THEATRE
PAR ARMELLE HELIOT
COPI SUR TOUS LES FRONTS
Le temps qui dévore et efface recadre aussi parfois la parole des poètes. Poète, Copi l'était, avec ses malices de gamin intrépide, son ironie corrosive, son courage intellectuel, son goût délirant du mauvais goût, sa mélancolie d'enfant de Saturne, son amour de la vie, son désespoir, son humour, sa science très sûre de l'art du théâtre. « Une visite inopportune » est un pied-de-nez à la camarde qui est en train de l'emporter : il mourra du SIDA alors même que Jorge Lavelli et ses comédiens répètent la pièce créée à la Colline en janvier 1988.
A l'époque, dans le désarroi et la joie, on avait découvert cette fantaisie aérienne avec un mélange d'admiration devant la force morale qu'elle supposait et de chagrin malgré le rire, l'extraordinaire efficacité comique que soutenaient une mise en scène et des interprètes excellents. Le temps a passé. Et ce qui frappe dans cette proposition remarquable du metteur en scène Lukas Hemleb, c'est la puissance de l'écriture, sa construction très serrée, ses répliques ajustées entre lesquelles ne peut glisser un fil de soie, ce don qu'avait Copi de la citation, cette extraordinaire science du théâtre qu'il possédait et lui permettait de se jouer des formes par glissements progressifs et ruptures.
De la parole au chant
C'est d'abord cela qui saisit, d'abord cela que le metteur en scène qui signe également les lumières, ses scénographes-costumières Jane Joyet et Alice Laloy, comme ses six interprètes, nous permettent de recevoir de plein fouet dans des hoquets de rire et des déchirements. Copi ne se joue bien que sérieusement, dans un investissement total de l'esprit et du corps, du cur et de l'intelligence. On n'en a peut-être un peu trop usé, mais nous dirions bien une fois encore, selon le beau mot d'Antonin Artaud, qu'il faut être « athlète affectif ». Chacun ici, l'est.
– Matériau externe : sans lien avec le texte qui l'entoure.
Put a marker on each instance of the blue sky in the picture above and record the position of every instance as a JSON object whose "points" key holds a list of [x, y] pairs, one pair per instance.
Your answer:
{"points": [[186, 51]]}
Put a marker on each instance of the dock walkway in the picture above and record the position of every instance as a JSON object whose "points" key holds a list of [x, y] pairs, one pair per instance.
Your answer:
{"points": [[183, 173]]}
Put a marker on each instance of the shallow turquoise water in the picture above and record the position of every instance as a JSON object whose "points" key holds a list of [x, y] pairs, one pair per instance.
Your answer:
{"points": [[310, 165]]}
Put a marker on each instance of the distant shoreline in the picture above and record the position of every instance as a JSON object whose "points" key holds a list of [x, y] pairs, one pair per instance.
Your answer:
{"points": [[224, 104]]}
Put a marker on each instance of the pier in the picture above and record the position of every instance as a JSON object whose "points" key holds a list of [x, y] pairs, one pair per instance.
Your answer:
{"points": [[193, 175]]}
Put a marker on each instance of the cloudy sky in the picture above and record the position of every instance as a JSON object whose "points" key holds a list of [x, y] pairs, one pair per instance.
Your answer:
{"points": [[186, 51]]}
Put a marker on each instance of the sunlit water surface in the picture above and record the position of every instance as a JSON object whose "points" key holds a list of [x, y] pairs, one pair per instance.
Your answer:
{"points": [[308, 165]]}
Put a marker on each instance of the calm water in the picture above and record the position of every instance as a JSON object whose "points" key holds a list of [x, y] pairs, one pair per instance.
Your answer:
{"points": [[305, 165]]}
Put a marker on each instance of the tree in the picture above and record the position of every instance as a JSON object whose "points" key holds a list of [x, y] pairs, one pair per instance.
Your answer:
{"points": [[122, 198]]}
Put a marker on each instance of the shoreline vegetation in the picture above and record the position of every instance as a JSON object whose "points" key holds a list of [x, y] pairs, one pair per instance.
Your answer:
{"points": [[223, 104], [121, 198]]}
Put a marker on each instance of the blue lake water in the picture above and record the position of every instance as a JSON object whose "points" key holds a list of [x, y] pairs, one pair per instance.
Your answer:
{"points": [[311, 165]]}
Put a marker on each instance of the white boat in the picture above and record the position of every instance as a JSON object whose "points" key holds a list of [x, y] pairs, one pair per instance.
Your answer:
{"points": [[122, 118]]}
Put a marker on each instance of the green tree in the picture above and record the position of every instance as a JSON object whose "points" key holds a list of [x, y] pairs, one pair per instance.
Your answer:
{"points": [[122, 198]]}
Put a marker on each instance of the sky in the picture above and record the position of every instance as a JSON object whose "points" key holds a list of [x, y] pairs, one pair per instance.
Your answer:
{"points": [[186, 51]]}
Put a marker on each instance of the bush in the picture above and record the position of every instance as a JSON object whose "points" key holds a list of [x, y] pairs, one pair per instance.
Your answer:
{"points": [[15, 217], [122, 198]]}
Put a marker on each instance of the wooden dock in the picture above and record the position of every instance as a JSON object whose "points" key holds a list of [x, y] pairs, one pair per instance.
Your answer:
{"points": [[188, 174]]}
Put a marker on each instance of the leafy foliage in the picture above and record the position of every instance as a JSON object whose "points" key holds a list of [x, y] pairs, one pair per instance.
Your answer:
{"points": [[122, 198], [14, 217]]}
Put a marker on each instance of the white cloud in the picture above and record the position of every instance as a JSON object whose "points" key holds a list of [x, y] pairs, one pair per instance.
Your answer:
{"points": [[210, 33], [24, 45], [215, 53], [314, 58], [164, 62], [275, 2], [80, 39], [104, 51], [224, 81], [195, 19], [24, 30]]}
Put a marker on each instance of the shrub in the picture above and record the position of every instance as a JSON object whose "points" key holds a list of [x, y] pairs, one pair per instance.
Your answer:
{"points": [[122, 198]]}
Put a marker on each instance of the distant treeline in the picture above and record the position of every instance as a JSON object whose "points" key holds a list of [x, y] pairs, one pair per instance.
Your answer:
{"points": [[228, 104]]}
Le jeune Jérémie Lippmann dans le rôle ingrat, difficile du faux journaliste, Gérard Giroudon, composant un médecin désinvolte et super-actif, le professeur Vertudeau, avec ce qu'il faut d'infime décalage d'irréalité, pour être dans le ton exact qu'exige le personnage. Simon Eine, comme flottant dans ses vêtements élégants, l'ami désenchanté, grave, touchant, Hubert cultivant avec lui-même une distance meurtrie ou Dominique Costanza formidable infirmière à humeurs volcaniques, épatante dans sa blouse trop courte, irrésisitible dans l'humour et les folies Copi.
Avec Sylvia Bergé, Lukas Hemleb, qui saisit le texte avec une lucidité égale à celle de Copi et un sens sûr des régimes différents de la pièce, peut s'appuyer sur son subtil art du chant : Giordano, Verdi, Rossini, Catalini, Puccini, la voix est d'une pureté de cristal et Regina Morti passe de la parole aux airs les plus sophistiqués du répertoire avec un naturel si déconcertant qu'une partie du public croit d'abord qu'il s'agit d'enregistrements... Non. Elle chante « pour de vrai » cette superbe actrice, fine et mobile, aristocratique et libre. Cloué souvent dans son lit de malade, mais s'agitant parfois en d'actives inventions, Copi oblige, Eric Genovèse prête sa grâce mélancolique, son tact, sa sensibilité au « personnage » déchirant de Cyrille, comme si le sang d'encre et de paillettes de l'écrivain coulait dans ses veines...
Studio-Théâtre de la Comédie-Française, du mercredi au dimanche à 18 h 30. Relâches les lundi et mardi. Durée : 1 h 45 sans entracte (01.44.58.98.58).